Inde – La bataille de Birmanie
Publié dans le magazine Books n° 29, février 2012.
« Un pays situé entre deux superpuissances en devenir est confronté à des choix difficiles », explique Siddhartha Deb dans le Guardian de Londres. Le paradoxe de la Birmanie est d’occuper une position géostratégique clé en Asie du Sud-Est mais d’être restée pendant un demi-siècle un pays isolé, qui est passé à côté du boom économique qu’ont connu tous ses voisins. Voilà qui devrait changer dans les années à venir, estime l’historien Thant Myint-U…

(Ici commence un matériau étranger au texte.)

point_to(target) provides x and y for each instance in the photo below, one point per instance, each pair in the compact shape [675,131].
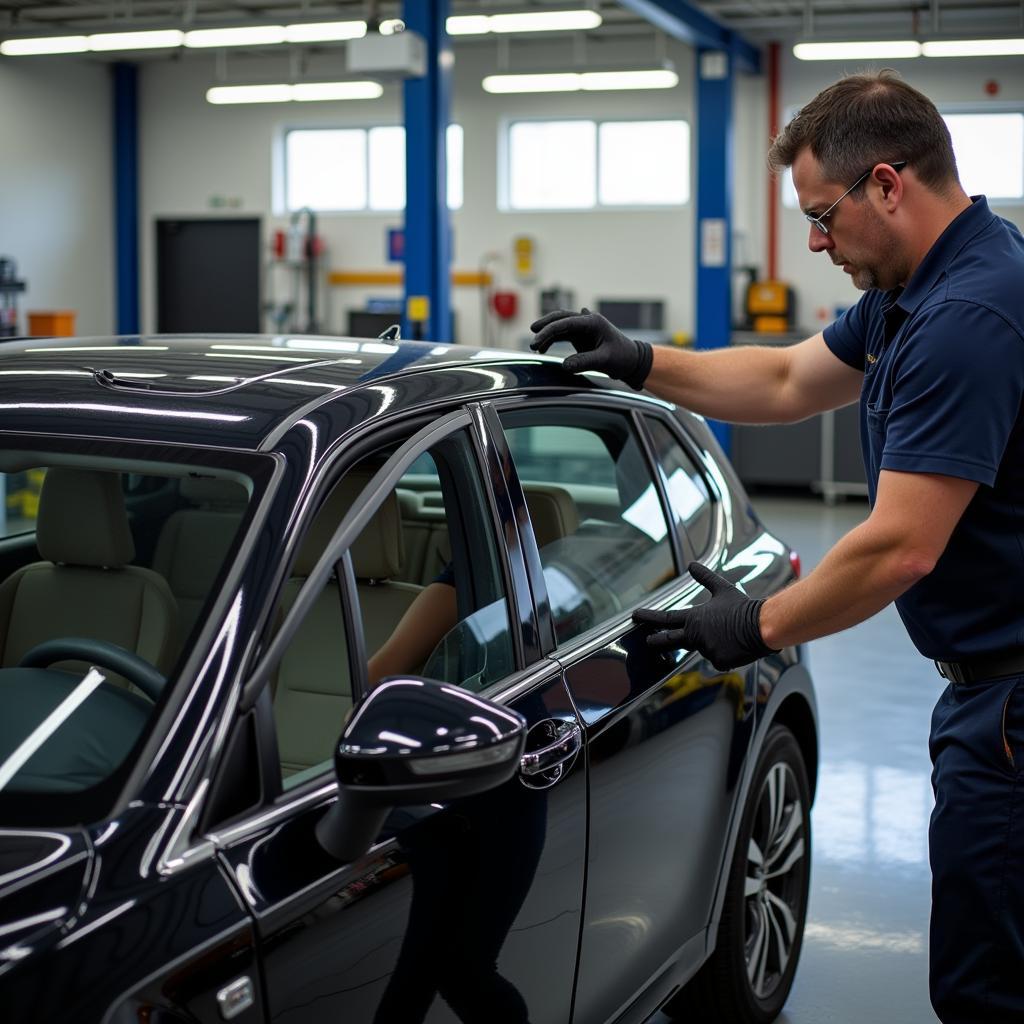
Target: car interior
[112,555]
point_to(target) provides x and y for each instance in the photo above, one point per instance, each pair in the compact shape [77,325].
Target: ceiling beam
[686,22]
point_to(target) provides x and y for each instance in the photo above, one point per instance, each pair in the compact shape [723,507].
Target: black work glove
[599,345]
[726,629]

« Un pays situé entre deux superpuissances en devenir est confronté à des choix difficiles », explique Siddhartha Deb dans le Guardian de Londres. Le paradoxe de la Birmanie est d’occuper une position géostratégique clé en Asie du Sud-Est mais d’être restée pendant un demi-siècle un pays isolé, qui est passé à côté du boom économique qu’ont connu tous ses voisins. Voilà qui devrait changer dans les années à venir, estime l’historien Thant Myint-U dans un ouvrage qui se taille un beau succès si l’on en juge par les ventes de la librairie Bahri Sons de New Delhi.

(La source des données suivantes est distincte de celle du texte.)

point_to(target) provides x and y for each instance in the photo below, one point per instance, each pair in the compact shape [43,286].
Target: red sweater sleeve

« La principale hypothèse de Where China Meets India est que non seulement la Birmanie mérite de jouer un rôle économique, politique et même militaire plus important sur la scène internationale, mais qu’elle va le jouer », note James Fallows dans le New York Times. Les sanctions occidentales contre le régime ont jeté le pays dans les bras de la Chine. Et l’Inde, inquiète de cette alliance, s’est elle aussi rapprochée de l’État paria depuis le milieu des années 1990.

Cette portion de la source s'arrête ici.